Enquanto em outros países o empreendedor é visto como motor do crescimento econômico, no Brasil, ele é tratado muitas vezes como suspeito ou inimigo, sempre com uma nova obrigação para cumprir ou mais uma fatia do lucro para entregar.
Mesmo com as dificuldades, investir é indispensável
E aqui entra um ponto essencial: mesmo diante de tantas barreiras, não podemos parar de investir em nossos negócios.
Porque se não investimos, não crescemos.
Se não crescemos, não vendemos.
E se não vendemos, não prosperamos.
O empreendedor brasileiro precisa ter em mente que, apesar das altas taxas, da burocracia sufocante e das dificuldades impostas pelo sistema, é o investimento contínuo que abre caminho para a sobrevivência e o crescimento.
Investir em tecnologia, em marketing, em processos, em pessoas.
Investir em um site bem estruturado, em estratégias que ampliem o alcance da marca, em diferenciais que façam o cliente escolher a sua empresa mesmo diante de tantas opções.
Negligenciar esse ponto é aceitar a estagnação.

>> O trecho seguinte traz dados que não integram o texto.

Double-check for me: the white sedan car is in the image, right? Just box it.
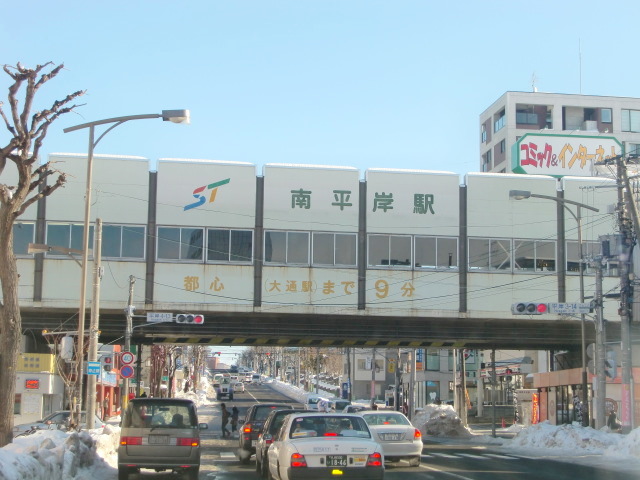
[267,413,384,480]
[358,410,424,467]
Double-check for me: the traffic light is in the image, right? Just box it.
[176,313,204,325]
[100,354,113,372]
[604,350,618,378]
[511,302,549,315]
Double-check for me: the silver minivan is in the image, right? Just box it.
[118,398,208,480]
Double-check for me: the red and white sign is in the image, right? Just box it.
[120,352,136,365]
[511,133,622,177]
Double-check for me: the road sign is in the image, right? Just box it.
[147,312,173,323]
[120,365,135,378]
[547,302,591,315]
[87,362,100,375]
[120,352,136,365]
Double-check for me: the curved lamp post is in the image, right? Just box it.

E, no mercado brasileiro, estagnar é praticamente decretar falência a médio prazo.
Empreender é para os fortes
No fim, empreender no Brasil é um ato de coragem. É escolher caminhar em um terreno cheio de armadilhas, sabendo que a cada passo pode haver um novo obstáculo colocado pelo próprio Estado.
Mas é também um ato de visão. Porque mesmo com todas as dificuldades, são os empreendedores que mantêm a economia girando, que inovam, que geram empregos, que constroem oportunidades onde antes havia apenas escassez.
Por isso, se existe uma certeza nesse cenário é: não existe sucesso sem investimento, sem esforço e sem resiliência.
O empreendedor brasileiro precisa ser criativo, resistente e, acima de tudo, incansável.
Porque, no Brasil, empreender não é apenas abrir um negócio. É lutar diariamente contra um sistema que, em vez de ajudar, parece querer ver você desistir.
E ainda assim, é nessa luta que nasce a verdadeira prosperidade.